41. A method of determining the likelihood of an adverse reaction to a drug candidate in a patient comprising:

a) Determining the pharmacogenomic or pharmacogenetic profile of the drug candidate on a population;

b) Determining adverse responder population to said drug candidate;

c) Image said adverse responder population;

d) imaging said patient;

e) Correlate the image of said adverse responder population to imaging said patient; and

f) Determining whether said patient is a candidate for said drug therapy based on said correlation.

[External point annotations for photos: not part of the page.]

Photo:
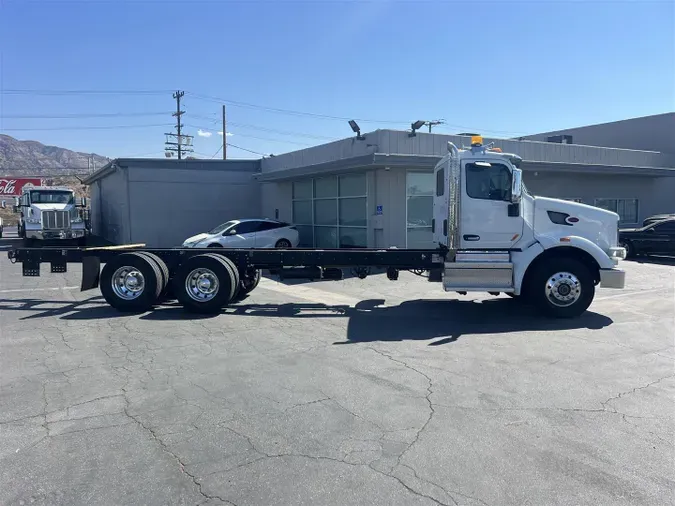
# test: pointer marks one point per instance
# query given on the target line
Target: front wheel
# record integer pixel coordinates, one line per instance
(630, 249)
(562, 287)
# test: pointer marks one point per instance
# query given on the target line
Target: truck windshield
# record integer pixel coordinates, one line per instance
(52, 197)
(221, 228)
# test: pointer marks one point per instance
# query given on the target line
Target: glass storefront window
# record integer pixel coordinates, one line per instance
(325, 212)
(332, 211)
(353, 212)
(326, 237)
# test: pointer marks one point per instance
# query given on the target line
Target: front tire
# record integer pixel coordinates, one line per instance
(562, 287)
(630, 249)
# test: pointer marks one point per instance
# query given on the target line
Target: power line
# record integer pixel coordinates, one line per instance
(265, 129)
(289, 111)
(257, 137)
(14, 91)
(107, 127)
(244, 149)
(83, 115)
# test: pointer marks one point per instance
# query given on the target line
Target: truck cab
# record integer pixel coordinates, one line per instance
(501, 238)
(47, 212)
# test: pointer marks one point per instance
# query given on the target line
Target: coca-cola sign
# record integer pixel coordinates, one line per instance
(12, 187)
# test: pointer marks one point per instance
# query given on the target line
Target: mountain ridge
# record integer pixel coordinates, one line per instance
(23, 158)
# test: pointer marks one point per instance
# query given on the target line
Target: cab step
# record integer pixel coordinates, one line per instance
(479, 271)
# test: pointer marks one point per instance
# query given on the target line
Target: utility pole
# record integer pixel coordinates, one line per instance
(178, 95)
(434, 123)
(183, 143)
(224, 136)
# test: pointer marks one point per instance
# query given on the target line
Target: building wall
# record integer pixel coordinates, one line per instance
(399, 142)
(277, 196)
(209, 197)
(588, 187)
(650, 133)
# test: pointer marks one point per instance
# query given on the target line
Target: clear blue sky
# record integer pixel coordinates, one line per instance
(500, 68)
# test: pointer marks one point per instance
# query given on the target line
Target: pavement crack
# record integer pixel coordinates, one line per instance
(632, 391)
(168, 451)
(427, 397)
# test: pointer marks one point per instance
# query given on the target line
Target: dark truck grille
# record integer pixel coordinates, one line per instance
(55, 220)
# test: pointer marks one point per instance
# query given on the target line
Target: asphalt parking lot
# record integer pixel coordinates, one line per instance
(355, 392)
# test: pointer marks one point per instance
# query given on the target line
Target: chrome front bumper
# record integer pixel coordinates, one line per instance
(55, 234)
(612, 278)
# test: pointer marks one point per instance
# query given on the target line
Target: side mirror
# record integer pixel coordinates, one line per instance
(517, 186)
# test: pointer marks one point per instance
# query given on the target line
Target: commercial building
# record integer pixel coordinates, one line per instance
(376, 190)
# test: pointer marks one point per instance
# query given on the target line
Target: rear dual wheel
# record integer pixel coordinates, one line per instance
(133, 282)
(206, 283)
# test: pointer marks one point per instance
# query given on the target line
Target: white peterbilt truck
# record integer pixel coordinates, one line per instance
(490, 234)
(50, 212)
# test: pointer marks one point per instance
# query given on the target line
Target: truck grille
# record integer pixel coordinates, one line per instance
(55, 220)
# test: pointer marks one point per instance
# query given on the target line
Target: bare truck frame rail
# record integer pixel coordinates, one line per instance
(135, 278)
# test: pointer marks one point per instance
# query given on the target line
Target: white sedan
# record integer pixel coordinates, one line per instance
(260, 233)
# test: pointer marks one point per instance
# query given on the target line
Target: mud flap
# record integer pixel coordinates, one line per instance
(91, 272)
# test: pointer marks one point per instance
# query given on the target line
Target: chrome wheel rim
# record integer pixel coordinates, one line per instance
(202, 285)
(563, 289)
(128, 282)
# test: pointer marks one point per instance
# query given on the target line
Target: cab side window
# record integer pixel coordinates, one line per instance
(488, 181)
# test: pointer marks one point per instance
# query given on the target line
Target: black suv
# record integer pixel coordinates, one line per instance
(657, 237)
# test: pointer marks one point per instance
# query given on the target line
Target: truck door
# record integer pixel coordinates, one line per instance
(488, 218)
(439, 224)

42. A method of determining whether a patient having a disease state is a candidate for a drug therapy comprising:

b) Determining responder population to said drug candidate;

c) Image said responder population;

d) Imaging said patient;

e) Correlate the image of said responder population to imaging said patient; and

43. A tangible medium of expression comprising data related to radiopheniotype, radiogenotype, radiogenomic association, or association map.

44. The tangible medium of expression of claim 43 which is a database.

45. The tangible medium of expression of claim 43 wherein data are images and/or descriptions of the radiophenotype(s), or radiogenomic association(s).

46. The tangible medium of expression of claim 45 wherein said images and/or descriptions are a reference that is graphical in nature, text, or both.